Al salir del gabinete de Herodes nos detuvimos ante un recargado espejo. En un primer momento vi sólo mi reflejo y el del Coleccionista, pero al cabo de un rato se sumó un tercero. Al principio semejaba poco más que una mancha, con huecos de color gris oscuro allí donde deberían haber estado los ojos y la boca, pero poco a poco adquirió facciones reconocibles.

Era el rostro de Susan, mi esposa muerta, pero con orificios abiertos a fuego en la piel allí donde antes estaban los ojos. Después, como un sonajero al sacudirlo, la cara se desdibujó y pasó a ser Jennifer, mi hija asesinada, pero también sin ojos, y con la boca llena de insectos picadores. Siguieron otros rostros, enemigos del pasado, sucediéndose cada vez más deprisa: el Viajante, el individuo que había aniquilado a Susan y Jennifer; Caleb Kyle, el asesino de mujeres; Pudd, su cara envuelta en viejas telarañas, y el demonio Brightwell, con el bocio hinchado como un enorme útero de sangre.
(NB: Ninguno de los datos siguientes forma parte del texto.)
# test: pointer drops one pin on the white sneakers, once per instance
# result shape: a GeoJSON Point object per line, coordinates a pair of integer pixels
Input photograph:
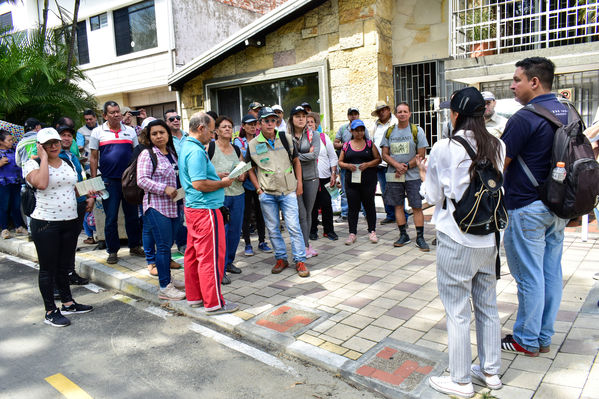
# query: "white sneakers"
{"type": "Point", "coordinates": [492, 382]}
{"type": "Point", "coordinates": [446, 385]}
{"type": "Point", "coordinates": [170, 292]}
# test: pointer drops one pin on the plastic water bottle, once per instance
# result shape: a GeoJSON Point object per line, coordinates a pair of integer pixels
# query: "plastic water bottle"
{"type": "Point", "coordinates": [559, 172]}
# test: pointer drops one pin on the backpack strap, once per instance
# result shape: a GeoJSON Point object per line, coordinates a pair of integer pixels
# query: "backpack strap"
{"type": "Point", "coordinates": [237, 150]}
{"type": "Point", "coordinates": [544, 113]}
{"type": "Point", "coordinates": [283, 138]}
{"type": "Point", "coordinates": [389, 130]}
{"type": "Point", "coordinates": [414, 134]}
{"type": "Point", "coordinates": [211, 149]}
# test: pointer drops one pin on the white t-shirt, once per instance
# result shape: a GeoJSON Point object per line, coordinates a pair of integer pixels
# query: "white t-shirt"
{"type": "Point", "coordinates": [447, 176]}
{"type": "Point", "coordinates": [58, 200]}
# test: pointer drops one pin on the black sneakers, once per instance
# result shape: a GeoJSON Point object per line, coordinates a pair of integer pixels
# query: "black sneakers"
{"type": "Point", "coordinates": [421, 244]}
{"type": "Point", "coordinates": [76, 308]}
{"type": "Point", "coordinates": [404, 239]}
{"type": "Point", "coordinates": [56, 319]}
{"type": "Point", "coordinates": [75, 279]}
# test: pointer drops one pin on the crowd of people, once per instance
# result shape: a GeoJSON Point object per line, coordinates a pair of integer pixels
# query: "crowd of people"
{"type": "Point", "coordinates": [288, 168]}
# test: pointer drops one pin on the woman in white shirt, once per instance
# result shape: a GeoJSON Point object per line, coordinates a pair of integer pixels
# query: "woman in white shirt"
{"type": "Point", "coordinates": [54, 226]}
{"type": "Point", "coordinates": [465, 262]}
{"type": "Point", "coordinates": [327, 173]}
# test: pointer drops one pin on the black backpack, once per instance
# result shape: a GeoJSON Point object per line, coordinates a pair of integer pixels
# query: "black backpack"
{"type": "Point", "coordinates": [28, 194]}
{"type": "Point", "coordinates": [132, 193]}
{"type": "Point", "coordinates": [577, 194]}
{"type": "Point", "coordinates": [481, 210]}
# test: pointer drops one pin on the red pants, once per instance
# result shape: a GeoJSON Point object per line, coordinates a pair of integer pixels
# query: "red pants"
{"type": "Point", "coordinates": [205, 256]}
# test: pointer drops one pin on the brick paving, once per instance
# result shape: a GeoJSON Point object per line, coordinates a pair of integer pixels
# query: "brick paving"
{"type": "Point", "coordinates": [374, 292]}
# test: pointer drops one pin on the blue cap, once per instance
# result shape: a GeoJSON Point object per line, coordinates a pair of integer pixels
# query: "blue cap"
{"type": "Point", "coordinates": [356, 124]}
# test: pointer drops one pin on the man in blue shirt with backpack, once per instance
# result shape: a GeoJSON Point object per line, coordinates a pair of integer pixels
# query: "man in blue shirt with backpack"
{"type": "Point", "coordinates": [534, 237]}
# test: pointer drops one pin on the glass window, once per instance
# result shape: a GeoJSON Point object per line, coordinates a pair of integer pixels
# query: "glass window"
{"type": "Point", "coordinates": [98, 21]}
{"type": "Point", "coordinates": [135, 28]}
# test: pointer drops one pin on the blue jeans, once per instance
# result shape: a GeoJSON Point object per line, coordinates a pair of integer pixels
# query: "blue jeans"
{"type": "Point", "coordinates": [271, 205]}
{"type": "Point", "coordinates": [10, 204]}
{"type": "Point", "coordinates": [111, 208]}
{"type": "Point", "coordinates": [344, 206]}
{"type": "Point", "coordinates": [380, 173]}
{"type": "Point", "coordinates": [236, 205]}
{"type": "Point", "coordinates": [149, 243]}
{"type": "Point", "coordinates": [163, 230]}
{"type": "Point", "coordinates": [533, 244]}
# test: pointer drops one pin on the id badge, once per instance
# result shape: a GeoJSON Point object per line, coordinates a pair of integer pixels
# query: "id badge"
{"type": "Point", "coordinates": [261, 148]}
{"type": "Point", "coordinates": [400, 148]}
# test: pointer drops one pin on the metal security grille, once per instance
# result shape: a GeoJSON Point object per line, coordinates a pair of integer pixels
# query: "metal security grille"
{"type": "Point", "coordinates": [483, 27]}
{"type": "Point", "coordinates": [584, 87]}
{"type": "Point", "coordinates": [422, 85]}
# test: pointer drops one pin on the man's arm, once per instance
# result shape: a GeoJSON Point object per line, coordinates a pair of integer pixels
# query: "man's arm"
{"type": "Point", "coordinates": [93, 163]}
{"type": "Point", "coordinates": [208, 186]}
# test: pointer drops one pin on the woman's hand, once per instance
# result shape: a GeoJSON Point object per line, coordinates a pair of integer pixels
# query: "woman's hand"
{"type": "Point", "coordinates": [41, 152]}
{"type": "Point", "coordinates": [422, 166]}
{"type": "Point", "coordinates": [90, 204]}
{"type": "Point", "coordinates": [171, 192]}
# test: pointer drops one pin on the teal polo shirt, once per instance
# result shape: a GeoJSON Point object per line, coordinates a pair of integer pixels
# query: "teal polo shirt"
{"type": "Point", "coordinates": [195, 165]}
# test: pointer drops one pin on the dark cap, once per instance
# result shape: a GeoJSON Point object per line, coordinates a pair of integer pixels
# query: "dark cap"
{"type": "Point", "coordinates": [296, 109]}
{"type": "Point", "coordinates": [356, 124]}
{"type": "Point", "coordinates": [31, 123]}
{"type": "Point", "coordinates": [255, 105]}
{"type": "Point", "coordinates": [265, 112]}
{"type": "Point", "coordinates": [248, 119]}
{"type": "Point", "coordinates": [468, 102]}
{"type": "Point", "coordinates": [64, 128]}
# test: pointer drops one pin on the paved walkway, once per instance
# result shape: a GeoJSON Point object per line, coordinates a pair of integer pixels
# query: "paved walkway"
{"type": "Point", "coordinates": [372, 313]}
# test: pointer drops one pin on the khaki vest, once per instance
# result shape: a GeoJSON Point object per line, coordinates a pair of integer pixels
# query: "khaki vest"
{"type": "Point", "coordinates": [274, 169]}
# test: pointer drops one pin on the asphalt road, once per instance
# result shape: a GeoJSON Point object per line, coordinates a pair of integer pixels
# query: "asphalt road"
{"type": "Point", "coordinates": [123, 350]}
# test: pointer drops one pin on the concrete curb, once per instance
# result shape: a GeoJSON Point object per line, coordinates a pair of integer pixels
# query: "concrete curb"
{"type": "Point", "coordinates": [103, 275]}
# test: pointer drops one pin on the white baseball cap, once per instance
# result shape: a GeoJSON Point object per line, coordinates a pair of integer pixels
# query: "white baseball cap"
{"type": "Point", "coordinates": [46, 134]}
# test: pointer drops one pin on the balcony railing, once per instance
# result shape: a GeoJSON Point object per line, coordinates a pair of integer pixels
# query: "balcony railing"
{"type": "Point", "coordinates": [485, 27]}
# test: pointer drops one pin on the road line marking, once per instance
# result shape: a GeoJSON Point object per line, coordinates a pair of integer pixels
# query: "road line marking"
{"type": "Point", "coordinates": [68, 388]}
{"type": "Point", "coordinates": [25, 262]}
{"type": "Point", "coordinates": [257, 354]}
{"type": "Point", "coordinates": [94, 288]}
{"type": "Point", "coordinates": [124, 299]}
{"type": "Point", "coordinates": [156, 311]}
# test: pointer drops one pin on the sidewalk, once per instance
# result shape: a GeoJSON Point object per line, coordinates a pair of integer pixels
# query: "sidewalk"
{"type": "Point", "coordinates": [372, 313]}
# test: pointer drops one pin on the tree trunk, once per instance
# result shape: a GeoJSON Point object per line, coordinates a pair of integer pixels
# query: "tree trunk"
{"type": "Point", "coordinates": [45, 19]}
{"type": "Point", "coordinates": [72, 40]}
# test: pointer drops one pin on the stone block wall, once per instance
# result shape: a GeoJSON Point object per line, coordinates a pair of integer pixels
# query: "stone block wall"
{"type": "Point", "coordinates": [354, 35]}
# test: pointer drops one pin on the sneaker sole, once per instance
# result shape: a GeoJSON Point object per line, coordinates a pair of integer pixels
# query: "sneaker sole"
{"type": "Point", "coordinates": [55, 325]}
{"type": "Point", "coordinates": [483, 379]}
{"type": "Point", "coordinates": [75, 312]}
{"type": "Point", "coordinates": [449, 391]}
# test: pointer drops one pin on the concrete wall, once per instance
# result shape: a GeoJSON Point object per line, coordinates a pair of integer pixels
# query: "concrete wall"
{"type": "Point", "coordinates": [355, 37]}
{"type": "Point", "coordinates": [199, 24]}
{"type": "Point", "coordinates": [420, 31]}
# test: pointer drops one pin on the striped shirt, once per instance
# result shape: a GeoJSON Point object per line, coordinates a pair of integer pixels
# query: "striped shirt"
{"type": "Point", "coordinates": [154, 184]}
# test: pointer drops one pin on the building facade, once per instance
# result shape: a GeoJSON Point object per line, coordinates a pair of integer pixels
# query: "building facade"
{"type": "Point", "coordinates": [339, 53]}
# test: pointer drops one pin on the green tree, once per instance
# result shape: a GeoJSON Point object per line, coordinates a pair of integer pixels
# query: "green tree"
{"type": "Point", "coordinates": [34, 81]}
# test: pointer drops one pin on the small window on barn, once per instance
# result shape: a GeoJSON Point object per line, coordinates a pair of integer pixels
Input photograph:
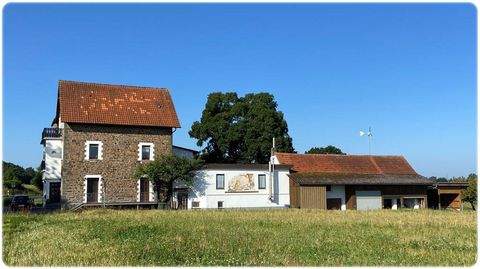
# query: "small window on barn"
{"type": "Point", "coordinates": [262, 182]}
{"type": "Point", "coordinates": [93, 150]}
{"type": "Point", "coordinates": [220, 182]}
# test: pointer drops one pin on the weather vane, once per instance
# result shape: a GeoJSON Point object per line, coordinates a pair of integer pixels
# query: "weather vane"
{"type": "Point", "coordinates": [369, 134]}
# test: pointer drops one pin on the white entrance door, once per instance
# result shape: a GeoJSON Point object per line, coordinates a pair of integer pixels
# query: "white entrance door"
{"type": "Point", "coordinates": [368, 200]}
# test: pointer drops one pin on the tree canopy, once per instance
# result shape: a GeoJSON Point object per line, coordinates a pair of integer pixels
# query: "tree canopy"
{"type": "Point", "coordinates": [240, 129]}
{"type": "Point", "coordinates": [165, 170]}
{"type": "Point", "coordinates": [325, 150]}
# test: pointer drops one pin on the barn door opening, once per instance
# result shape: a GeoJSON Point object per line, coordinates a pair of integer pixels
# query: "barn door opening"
{"type": "Point", "coordinates": [369, 200]}
{"type": "Point", "coordinates": [54, 195]}
{"type": "Point", "coordinates": [92, 190]}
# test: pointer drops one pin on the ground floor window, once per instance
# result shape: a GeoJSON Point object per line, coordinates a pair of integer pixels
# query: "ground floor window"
{"type": "Point", "coordinates": [391, 203]}
{"type": "Point", "coordinates": [334, 203]}
{"type": "Point", "coordinates": [413, 202]}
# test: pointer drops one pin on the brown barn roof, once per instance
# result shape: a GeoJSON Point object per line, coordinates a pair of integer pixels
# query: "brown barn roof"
{"type": "Point", "coordinates": [358, 179]}
{"type": "Point", "coordinates": [350, 164]}
{"type": "Point", "coordinates": [84, 102]}
{"type": "Point", "coordinates": [332, 169]}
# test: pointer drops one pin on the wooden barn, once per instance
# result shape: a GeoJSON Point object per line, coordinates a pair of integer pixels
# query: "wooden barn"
{"type": "Point", "coordinates": [363, 182]}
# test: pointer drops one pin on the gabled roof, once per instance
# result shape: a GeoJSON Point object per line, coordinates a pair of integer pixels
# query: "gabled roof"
{"type": "Point", "coordinates": [358, 179]}
{"type": "Point", "coordinates": [350, 164]}
{"type": "Point", "coordinates": [95, 103]}
{"type": "Point", "coordinates": [311, 169]}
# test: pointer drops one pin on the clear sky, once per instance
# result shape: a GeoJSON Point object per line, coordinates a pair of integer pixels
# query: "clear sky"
{"type": "Point", "coordinates": [409, 70]}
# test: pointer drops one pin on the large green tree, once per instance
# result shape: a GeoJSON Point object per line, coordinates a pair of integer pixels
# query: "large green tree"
{"type": "Point", "coordinates": [240, 129]}
{"type": "Point", "coordinates": [325, 150]}
{"type": "Point", "coordinates": [166, 170]}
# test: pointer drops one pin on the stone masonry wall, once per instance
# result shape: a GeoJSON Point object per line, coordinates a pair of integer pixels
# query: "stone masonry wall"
{"type": "Point", "coordinates": [120, 157]}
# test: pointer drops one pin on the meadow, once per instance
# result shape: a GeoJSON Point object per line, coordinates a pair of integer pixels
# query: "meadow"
{"type": "Point", "coordinates": [233, 237]}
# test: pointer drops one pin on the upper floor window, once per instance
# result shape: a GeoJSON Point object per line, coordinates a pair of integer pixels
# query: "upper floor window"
{"type": "Point", "coordinates": [262, 182]}
{"type": "Point", "coordinates": [145, 151]}
{"type": "Point", "coordinates": [93, 150]}
{"type": "Point", "coordinates": [220, 181]}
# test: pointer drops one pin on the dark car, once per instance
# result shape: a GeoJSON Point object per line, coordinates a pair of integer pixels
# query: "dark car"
{"type": "Point", "coordinates": [21, 202]}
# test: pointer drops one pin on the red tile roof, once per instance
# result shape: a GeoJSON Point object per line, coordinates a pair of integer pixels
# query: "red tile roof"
{"type": "Point", "coordinates": [95, 103]}
{"type": "Point", "coordinates": [347, 164]}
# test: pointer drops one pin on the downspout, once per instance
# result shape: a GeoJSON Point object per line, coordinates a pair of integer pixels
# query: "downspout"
{"type": "Point", "coordinates": [271, 170]}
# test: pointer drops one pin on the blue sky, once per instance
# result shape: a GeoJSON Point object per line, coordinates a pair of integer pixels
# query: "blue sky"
{"type": "Point", "coordinates": [408, 70]}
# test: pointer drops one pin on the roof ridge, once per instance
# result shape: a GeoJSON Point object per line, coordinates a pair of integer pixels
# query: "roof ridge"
{"type": "Point", "coordinates": [113, 85]}
{"type": "Point", "coordinates": [346, 155]}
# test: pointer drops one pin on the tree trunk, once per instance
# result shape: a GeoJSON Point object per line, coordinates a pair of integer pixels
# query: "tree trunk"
{"type": "Point", "coordinates": [168, 195]}
{"type": "Point", "coordinates": [157, 193]}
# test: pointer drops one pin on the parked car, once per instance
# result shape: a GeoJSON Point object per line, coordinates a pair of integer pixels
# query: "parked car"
{"type": "Point", "coordinates": [21, 202]}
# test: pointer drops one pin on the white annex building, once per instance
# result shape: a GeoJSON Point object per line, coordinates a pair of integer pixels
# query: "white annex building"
{"type": "Point", "coordinates": [238, 186]}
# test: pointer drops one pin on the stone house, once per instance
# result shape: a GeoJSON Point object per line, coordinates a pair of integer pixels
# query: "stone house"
{"type": "Point", "coordinates": [99, 135]}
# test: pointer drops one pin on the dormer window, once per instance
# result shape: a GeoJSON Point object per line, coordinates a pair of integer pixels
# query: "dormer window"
{"type": "Point", "coordinates": [145, 151]}
{"type": "Point", "coordinates": [93, 150]}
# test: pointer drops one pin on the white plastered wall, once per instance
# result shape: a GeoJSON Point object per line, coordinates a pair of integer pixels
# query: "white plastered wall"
{"type": "Point", "coordinates": [204, 190]}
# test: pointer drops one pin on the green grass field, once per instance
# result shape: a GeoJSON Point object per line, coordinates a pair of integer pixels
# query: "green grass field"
{"type": "Point", "coordinates": [269, 237]}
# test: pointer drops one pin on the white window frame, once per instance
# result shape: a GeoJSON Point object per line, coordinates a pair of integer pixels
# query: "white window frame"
{"type": "Point", "coordinates": [258, 181]}
{"type": "Point", "coordinates": [100, 187]}
{"type": "Point", "coordinates": [151, 192]}
{"type": "Point", "coordinates": [87, 150]}
{"type": "Point", "coordinates": [216, 182]}
{"type": "Point", "coordinates": [152, 150]}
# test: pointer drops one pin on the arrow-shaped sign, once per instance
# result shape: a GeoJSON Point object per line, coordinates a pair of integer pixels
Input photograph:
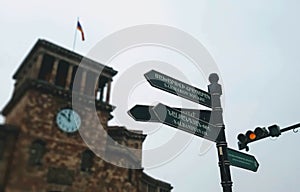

Porque él estaba en todos ellos, y todos ellos eran de él.

Finalmente quedó sólo la silueta de un hombre, cuarentón, de estatura media o poco más. Entre su cabello oscuro empezaban a asomar las canas y tenía en los ojos una expresión atribulada y triste. A su lado estaba su gemelo, y al lado de éste el Coleccionista. Entonces el Coleccionista se apartó, los dos reflejos se fundieron en uno y me vi sólo a mí mismo.

– ¿Qué ha sentido? -preguntó el Coleccionista, y en su voz se traslució una incertidumbre que yo no había oído nunca antes-. ¿Qué ha sentido al mirarlo?

– Rabia. Y temor. Esa imagen tenía miedo. -La respuesta salió de mis labios antes de formarse como pensamiento consciente en mi cabeza-. Miedo de usted.

– No -dijo el Coleccionista-. De mí, no.

Vi en su cara una expresión pensativa, pero también algo más.

Por primera vez percibí el miedo que yo inspiraba al Coleccionista.